I was so sure that Catholics were inoculated from falling for such antics due to our magisterial teaching, handy millennia of writings, our leadership, and history of great thinkers.

Well the revelations of the summer seem to have changed the waters for my perspective. Lately I have noticed a rise of the Catholic guru.

What I mean by "guru" is someone who has a platform and uses that platform to broadcast their particular perspective without nuance. What makes a guru, in my mind, versus a public Catholic is a guru has a worrying grip on their audience. A guru is capable of making wild claims and has so conditioned their audience that those claims will be upheld, even by otherwise reasonable people.

I have had faithful Catholic women tell me that "NFP is overused" based on the claims of a priest YouTuber. Never mind that there is absolutely no way to back up such a claim. Unless they know of some Registry of Adequate Discernment that I have never heard about.

Other ridiculous claims have been: mental illness is caused by a lack of prayer, working mothers are incurring mortal sin, priests decorating gingerbread houses are not being men, and Joseph was the real person in charge of Mary's uterus.
And these are the examples I have heard passively in the past WEEK. I did not even go hunting for these, y'all.

But why now? While it's not fair to entirely blame the rise of the Catholic guru on the Church crisis, it's certainly not without impact.

The ongoing crisis has led to a crisis of trust. Not necessarily faith, but trust in being told the fullness of truth as the extent of the cover-up continues to roll. Many Catholics have been swimming in search of someone willing to tell them how to think about this. Sometimes that process has been healthy - such as being led to really grapple with and learn the teachings of the Church, perhaps for the first time as an adult. But others have fallen into the clutches of a Catholic guru.

Catholic gurus might be ordained people or laity.

Converts or cradle Catholics.

Bloggers, YouTubers, Podcasters, Authors, etc.

Which means...there is no one profile of a Catholic guru. Not all priests with a YouTube channel could be called a Catholic guru. Just as not all Catholic moms with a blog are automatically not a guru.

Now what to do if you realize you have been duped by one of these figures? Pushing back when they cross a line is a good first choice. Message them, email them, let them know why what they said is not ok.

I have chosen not to link to many of the specific instances I have mentioned here in order to not reward the publicity greed that probably contributed to the outlandish claims.
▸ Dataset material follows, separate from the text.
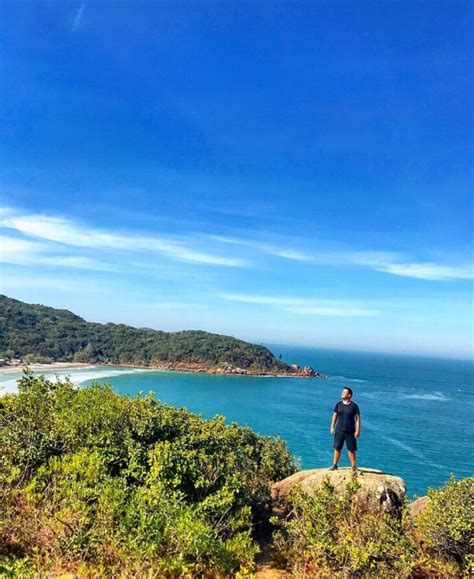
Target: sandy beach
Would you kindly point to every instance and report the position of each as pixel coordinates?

Lessening their reach as long as these figures continue this behavior is a loving choice.

Tell other people what attracted you about this person, but also address why they should not be taken wholesale. If you have been recommending this person for a while, it's honest to set the record straight if you can. Very smart people can be taken in by guru strategies.
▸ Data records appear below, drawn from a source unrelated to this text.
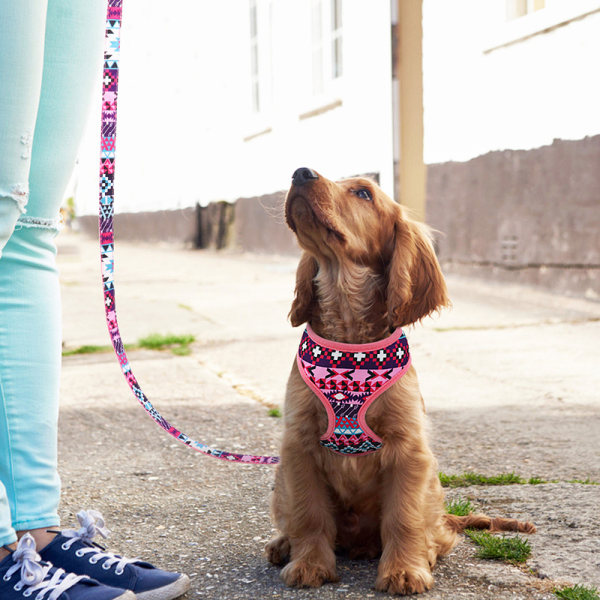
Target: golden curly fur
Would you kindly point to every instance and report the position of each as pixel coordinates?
(365, 270)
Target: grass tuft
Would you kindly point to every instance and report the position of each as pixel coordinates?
(536, 481)
(178, 344)
(459, 507)
(577, 592)
(508, 549)
(467, 479)
(587, 481)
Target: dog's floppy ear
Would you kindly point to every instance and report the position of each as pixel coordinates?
(304, 294)
(416, 286)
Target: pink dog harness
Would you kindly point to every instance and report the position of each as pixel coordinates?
(347, 378)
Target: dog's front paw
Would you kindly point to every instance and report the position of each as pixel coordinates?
(301, 573)
(278, 550)
(404, 581)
God is good and gave us such wonderful gifts intellect, critical thinking, and a propensity to seek truth. He wants more for us than being the sheep of a Catholic guru. He wants us to follow Christ. Christ is the literal Word of God. He is love incarnate. He is truth.
These Catholic gurus might temporarily make you feel better, there's a reason they attracted you in the first place! But our hearts should be turned toward truth, and not the perversion of truth espoused by gurus.

Have you seen the impact of a Catholic guru? What did you do? 
Have you been taken in by one of these figures? How did you change your thinking?